What is the closest thing MATLAB has to namespaces?

We have a lot of MATLAB code in my lab. The problem is there's really no way to organize it. Since all the functions have to be in the same folder to be called (or you have to add a bunch of folders to MATLAB's path environment variable), it seems that we're doomed have loads of files in the same folder, all in the global namespace. Is there a better way to organize our files and functions? I really wish there were some sort of module system...
MATLAB has a notion of packages which can be nested and include both classes and functions.
Just make a directory somewhere on your path with a + as the first character, like +mypkg. Then, if there is a class or function in that directory, it may be referred to as mypkg.mything. You can also import from a package using import mypkg.mysubpkg.*.
The one main gotcha about moving a bunch of functions into a package is that functions and classes do not automatically import the package they live in. This means that if you have a bunch of functions in different m-files that call each other, you may have to spend a while dropping imports in or qualifying function calls. Don't forget to put imports into subfunctions that call out as well. More info:
http://www.mathworks.com/help/matlab/matlab_oop/scoping-classes-with-packages.html
I don't see the problem with having to add some folder to Matlab's search path. I have modified startup.m so that it recursively looks for directories in my Matlab startup directory, and adds them to the path (it also runs svn update on everything). This way, if I change the directory structure, Matlab is still going to see all the functions the next time I start it.
Otherwise, you can look into object-oriented code, where you store all the methods in a #objectName folder. However, this may lead to a lot of re-writing code that can be avoided by updating the path (there is even a button add with subfolders if you add the folder to the path from the File menu) and doing a bit of moving code.
EDIT
If you would like to organize your code so that some functions are only visible to the functions that call them directly (and if you don't want to re-write in OOP), you put the calling functions in a directory, and within this directory, you create a subdirectory called private. The functions in there will only be visible to the functions in the parent directory. This is very useful if you have to overload some built-in Matlab functions for a subset of your code.
Another way to organize & reuse code is using matlab's object-oriented features. Each Object is customarily in a folder that begins with an "#" and has the file(s) for that class inside. (though the newer syntax does not require this for a class defined in a single file.) Using private folders inside class folders, matlab even supports private class members. Matlab's new class notation is relatively fully-featured, but even the old syntax is useful.
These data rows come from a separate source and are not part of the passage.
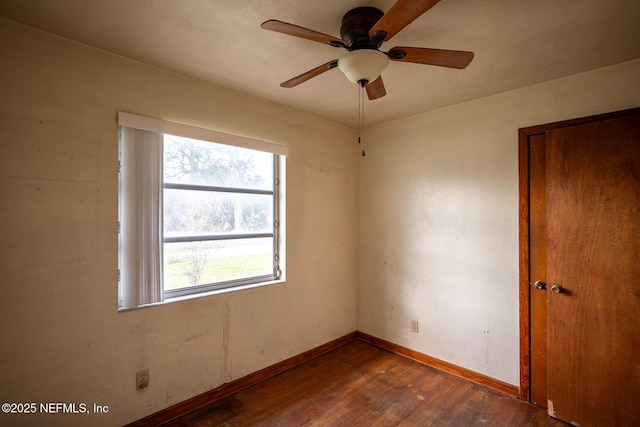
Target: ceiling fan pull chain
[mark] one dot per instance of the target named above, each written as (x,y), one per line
(361,118)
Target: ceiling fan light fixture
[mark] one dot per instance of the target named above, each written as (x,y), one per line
(363,65)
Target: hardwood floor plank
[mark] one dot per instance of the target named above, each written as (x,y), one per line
(358,384)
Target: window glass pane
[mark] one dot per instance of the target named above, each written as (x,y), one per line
(192,212)
(199,263)
(190,161)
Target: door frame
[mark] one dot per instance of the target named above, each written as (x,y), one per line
(524,135)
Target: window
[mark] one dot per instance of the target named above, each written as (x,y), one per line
(199,211)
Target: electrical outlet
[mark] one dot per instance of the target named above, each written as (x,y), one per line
(142,379)
(414,326)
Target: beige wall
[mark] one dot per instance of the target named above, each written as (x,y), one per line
(436,214)
(438,218)
(62,337)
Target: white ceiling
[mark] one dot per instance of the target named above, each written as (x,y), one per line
(517,43)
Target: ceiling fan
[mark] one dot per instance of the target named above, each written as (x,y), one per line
(362,32)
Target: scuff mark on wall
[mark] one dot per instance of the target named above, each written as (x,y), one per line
(225,371)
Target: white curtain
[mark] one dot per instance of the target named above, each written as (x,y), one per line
(141,230)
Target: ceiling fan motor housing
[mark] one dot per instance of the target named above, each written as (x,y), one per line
(356,25)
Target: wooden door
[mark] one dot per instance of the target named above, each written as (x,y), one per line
(585,240)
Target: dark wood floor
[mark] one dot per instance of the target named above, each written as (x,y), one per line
(361,385)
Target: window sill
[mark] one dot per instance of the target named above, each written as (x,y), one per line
(205,294)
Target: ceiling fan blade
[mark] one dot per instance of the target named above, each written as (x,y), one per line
(295,30)
(401,14)
(439,57)
(375,89)
(310,74)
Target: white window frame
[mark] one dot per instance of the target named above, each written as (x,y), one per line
(141,187)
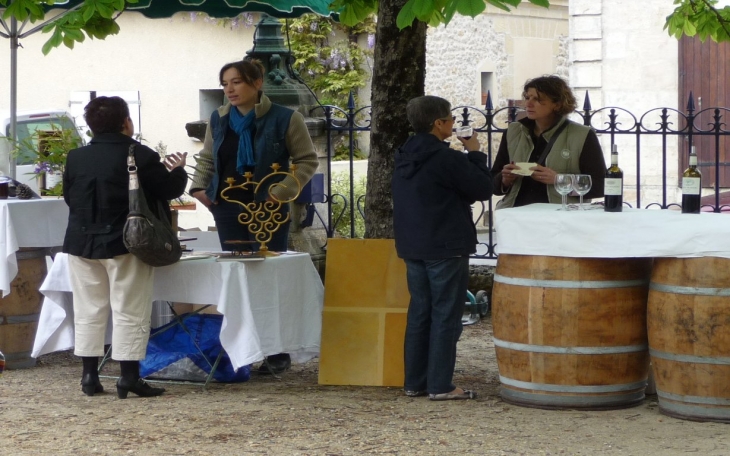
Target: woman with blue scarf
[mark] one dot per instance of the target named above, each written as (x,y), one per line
(249,134)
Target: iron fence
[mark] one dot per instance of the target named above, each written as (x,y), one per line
(654,136)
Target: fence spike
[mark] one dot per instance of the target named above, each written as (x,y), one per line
(587,102)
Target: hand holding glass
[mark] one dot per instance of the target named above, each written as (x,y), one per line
(465,131)
(582,185)
(564,185)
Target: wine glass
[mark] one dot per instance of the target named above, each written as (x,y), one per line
(464,131)
(582,185)
(564,185)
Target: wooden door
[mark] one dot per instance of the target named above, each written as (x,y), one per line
(703,71)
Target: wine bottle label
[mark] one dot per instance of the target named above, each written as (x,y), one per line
(613,186)
(690,185)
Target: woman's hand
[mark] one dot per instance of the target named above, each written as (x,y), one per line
(508,178)
(471,144)
(543,174)
(175,160)
(202,197)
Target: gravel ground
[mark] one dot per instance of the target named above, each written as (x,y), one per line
(44,412)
BTW, my startup.m that examines a well-known location that I do my SVN checkouts into, and adds all of the subfolders onto my path automatically.
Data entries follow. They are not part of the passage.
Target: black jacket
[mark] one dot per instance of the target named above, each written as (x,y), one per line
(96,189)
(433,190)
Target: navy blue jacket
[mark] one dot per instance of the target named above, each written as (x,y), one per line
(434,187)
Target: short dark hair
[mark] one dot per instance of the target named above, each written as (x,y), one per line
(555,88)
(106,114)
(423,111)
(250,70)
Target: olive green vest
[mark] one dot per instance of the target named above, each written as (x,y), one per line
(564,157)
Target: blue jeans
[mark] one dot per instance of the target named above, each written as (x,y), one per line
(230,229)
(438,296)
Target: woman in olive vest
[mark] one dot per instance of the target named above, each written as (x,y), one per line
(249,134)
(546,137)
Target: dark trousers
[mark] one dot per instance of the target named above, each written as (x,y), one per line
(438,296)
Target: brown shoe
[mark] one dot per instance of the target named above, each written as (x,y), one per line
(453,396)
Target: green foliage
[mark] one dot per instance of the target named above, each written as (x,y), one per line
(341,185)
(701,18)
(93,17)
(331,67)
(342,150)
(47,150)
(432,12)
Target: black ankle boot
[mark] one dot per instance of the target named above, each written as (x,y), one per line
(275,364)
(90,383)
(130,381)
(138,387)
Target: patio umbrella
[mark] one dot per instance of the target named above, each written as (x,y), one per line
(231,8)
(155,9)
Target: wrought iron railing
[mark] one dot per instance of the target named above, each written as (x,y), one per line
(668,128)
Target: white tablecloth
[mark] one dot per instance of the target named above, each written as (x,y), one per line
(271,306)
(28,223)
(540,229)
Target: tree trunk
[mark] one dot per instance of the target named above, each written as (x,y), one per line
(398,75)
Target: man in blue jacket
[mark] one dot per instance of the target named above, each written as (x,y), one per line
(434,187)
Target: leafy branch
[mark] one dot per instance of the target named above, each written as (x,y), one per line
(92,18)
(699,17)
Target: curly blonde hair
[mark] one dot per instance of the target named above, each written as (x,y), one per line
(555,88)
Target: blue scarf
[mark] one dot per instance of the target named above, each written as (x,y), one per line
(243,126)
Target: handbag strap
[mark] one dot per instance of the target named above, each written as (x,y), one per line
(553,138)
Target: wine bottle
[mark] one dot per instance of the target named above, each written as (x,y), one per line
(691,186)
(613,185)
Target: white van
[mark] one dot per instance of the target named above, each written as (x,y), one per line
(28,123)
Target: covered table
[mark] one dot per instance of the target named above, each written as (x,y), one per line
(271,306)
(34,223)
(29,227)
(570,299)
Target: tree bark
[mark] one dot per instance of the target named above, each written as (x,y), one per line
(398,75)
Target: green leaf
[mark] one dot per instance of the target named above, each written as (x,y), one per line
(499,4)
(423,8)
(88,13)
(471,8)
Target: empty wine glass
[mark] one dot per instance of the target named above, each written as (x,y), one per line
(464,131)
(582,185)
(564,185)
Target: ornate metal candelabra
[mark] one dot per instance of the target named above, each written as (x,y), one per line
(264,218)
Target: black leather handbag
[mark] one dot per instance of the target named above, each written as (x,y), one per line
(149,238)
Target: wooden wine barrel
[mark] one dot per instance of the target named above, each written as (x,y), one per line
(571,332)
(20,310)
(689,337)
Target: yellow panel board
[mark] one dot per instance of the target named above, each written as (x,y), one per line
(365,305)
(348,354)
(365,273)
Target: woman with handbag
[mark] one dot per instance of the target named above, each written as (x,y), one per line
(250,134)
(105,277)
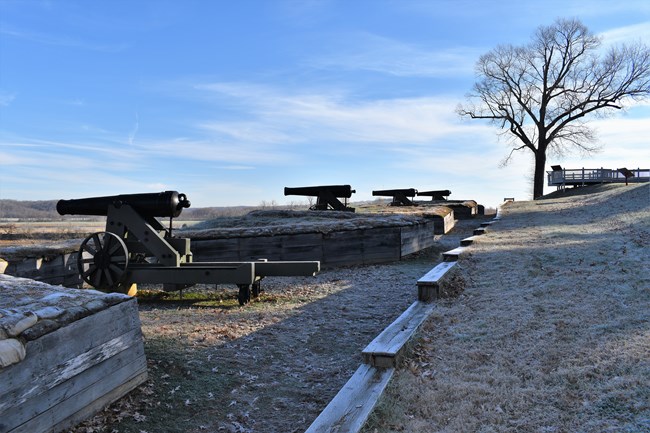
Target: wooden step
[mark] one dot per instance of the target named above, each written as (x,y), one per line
(452,255)
(429,284)
(385,349)
(468,241)
(479,231)
(349,409)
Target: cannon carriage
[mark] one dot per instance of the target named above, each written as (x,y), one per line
(136,248)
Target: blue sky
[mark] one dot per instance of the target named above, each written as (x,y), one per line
(231,101)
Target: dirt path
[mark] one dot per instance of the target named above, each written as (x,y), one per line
(271,366)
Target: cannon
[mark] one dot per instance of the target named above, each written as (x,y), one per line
(326,196)
(441,194)
(136,248)
(400,196)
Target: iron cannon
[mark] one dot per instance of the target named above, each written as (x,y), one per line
(136,248)
(400,196)
(326,196)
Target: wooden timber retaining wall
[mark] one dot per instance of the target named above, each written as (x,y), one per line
(64,354)
(349,410)
(339,248)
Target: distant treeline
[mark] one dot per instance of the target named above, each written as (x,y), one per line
(46,210)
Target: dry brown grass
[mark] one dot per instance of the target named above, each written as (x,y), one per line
(551,332)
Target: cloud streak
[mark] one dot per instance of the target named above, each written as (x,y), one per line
(369,52)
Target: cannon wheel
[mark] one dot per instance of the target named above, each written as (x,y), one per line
(102,261)
(244,296)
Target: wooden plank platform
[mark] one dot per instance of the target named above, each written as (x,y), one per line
(429,284)
(83,350)
(350,408)
(452,255)
(385,349)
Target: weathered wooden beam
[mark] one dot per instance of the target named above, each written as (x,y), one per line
(350,408)
(468,241)
(385,349)
(452,255)
(479,231)
(429,284)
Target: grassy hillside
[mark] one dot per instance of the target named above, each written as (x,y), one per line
(551,331)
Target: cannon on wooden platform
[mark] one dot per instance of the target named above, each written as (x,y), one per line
(137,248)
(400,196)
(441,194)
(326,196)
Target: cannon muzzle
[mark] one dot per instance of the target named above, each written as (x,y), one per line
(161,204)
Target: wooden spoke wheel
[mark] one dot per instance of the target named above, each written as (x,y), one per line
(102,261)
(244,296)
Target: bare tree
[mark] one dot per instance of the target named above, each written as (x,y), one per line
(540,94)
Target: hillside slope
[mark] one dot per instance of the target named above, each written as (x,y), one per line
(552,332)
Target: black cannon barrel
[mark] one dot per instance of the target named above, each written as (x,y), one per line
(159,204)
(435,193)
(408,192)
(336,190)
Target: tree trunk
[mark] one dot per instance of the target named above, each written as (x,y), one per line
(540,174)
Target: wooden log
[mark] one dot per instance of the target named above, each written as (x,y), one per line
(350,408)
(51,353)
(429,284)
(384,351)
(416,238)
(68,403)
(452,255)
(381,245)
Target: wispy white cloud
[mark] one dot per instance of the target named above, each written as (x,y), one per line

The package system is probably the best. I use the class system (#ClassName folder), but I actually write objects. If you're not doing that, it's silly just to write a bunch of static methods. One thing that can be helpful is to put all your matlab code into a folder that isn't on the matlab path. Then you can selectively add just the code you need to the path.
So say you have two projects, stored in "c:\matlabcode\foo" and "c"\matlabcode\bar", that both use common code stored in "c:\matlabcode\common," you might have a function "setupPaths.m" like this:
function setupPaths(projectName)
basedir = fullfile('c:', 'matlabcode');
addpath(genpath(fullfile(basedir, projectName)));
switch (projectName)
case {'foo', 'bar'}
addpath(genpath(fullfile(basedir, 'common')));
end
Of course you could extend this. An obvious extension would be to include a text file in each directory saying what other directories should be added to the path to use the functions in that directory.
Another useful thing if you share code is to set up a "user specific/LabMember" directory structure, where you have different lab members save code they are working on. That way you have access to their code if you need it, but don't get clobbered when they write a function with the same name as one of yours.